While Copper slid to a new six-year low last week, there is some discussion about exactly why.
Everyone can agree the market is oversupplied, demand has slowed in China, consumer of over 40% of the world’s copper and for Barclays believes China is partially responsible for the latest fall.
Chinese demand is a big part of the problem. The WSJ printed, last week, comments from the bank’s most recent note to investors. “There’s over a million tons of additional supply coming online next year and the year after during a time when demand is seeming to stall,” said Dane Davis, a metals analyst with Barclays in New York.
“Not only are prices going to be lower, they will be lower for a sustained period.” Global copper output is expected to reach a record 22.89 million metric tons this year, while demand is expected at 22.4 mmt, according to Barclays, that’s some half a million tons of overcapacity.
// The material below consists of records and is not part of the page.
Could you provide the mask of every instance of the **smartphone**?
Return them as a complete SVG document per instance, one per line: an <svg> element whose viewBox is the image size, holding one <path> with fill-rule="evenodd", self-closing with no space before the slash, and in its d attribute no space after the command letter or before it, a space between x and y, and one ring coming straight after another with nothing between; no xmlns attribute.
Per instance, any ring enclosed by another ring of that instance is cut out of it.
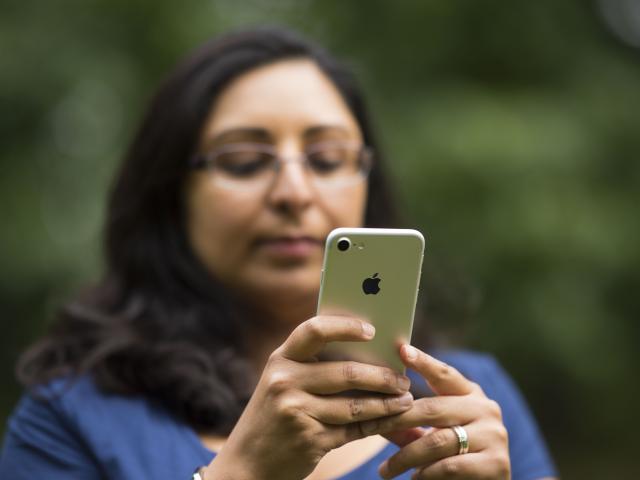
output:
<svg viewBox="0 0 640 480"><path fill-rule="evenodd" d="M354 315L370 322L368 342L331 342L324 353L404 373L398 347L410 342L424 237L417 230L337 228L326 240L318 315Z"/></svg>

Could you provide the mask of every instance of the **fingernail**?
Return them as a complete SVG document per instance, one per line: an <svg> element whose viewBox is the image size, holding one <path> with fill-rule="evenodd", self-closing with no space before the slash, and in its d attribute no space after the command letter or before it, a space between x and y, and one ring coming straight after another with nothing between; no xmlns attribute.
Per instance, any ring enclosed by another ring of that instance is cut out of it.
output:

Production cutbacks by the likes of Glencore and Freeport McMoRan, however, should balance that excess but it is the extent to which this new capacity comes on stream that worries Barclays. Certainly, China’s consumer-price inflation decelerated in October, according to data released on Tuesday suggesting growth will continue to slow unless some currently unexpected stimulus measures are announced.
However, others disagree, saying the current weakness in the copper price has more to do with a bounce in the strength of the dollar. The dollar appreciated to its strongest level since April this week versus the euro and its highest in more than two months versus the yen after a Labor Department report showed US employers added 271,000 workers in October, the most this year. Good jobs data increases the likelihood of a December rise in Federal Reserve interest rates and the US Dollar responded accordingly. A stronger dollar makes all dollar-priced commodities more expensive for non-dollar economies suppressing demand and, hence, prices.
There is more to it than just the dollar though. Although inventory on the London Metal Exchange has been falling it has been rising on the Comex and the Shanghai Futures Exchange, according to the FT. With some quarters predicting the dollar will hit parity with the Euro next year and be below 1.50 to the Pound by the end of this year, the pressure will remain on the copper price. Expect a rebound from recent lows, but it won’t arrest the trend.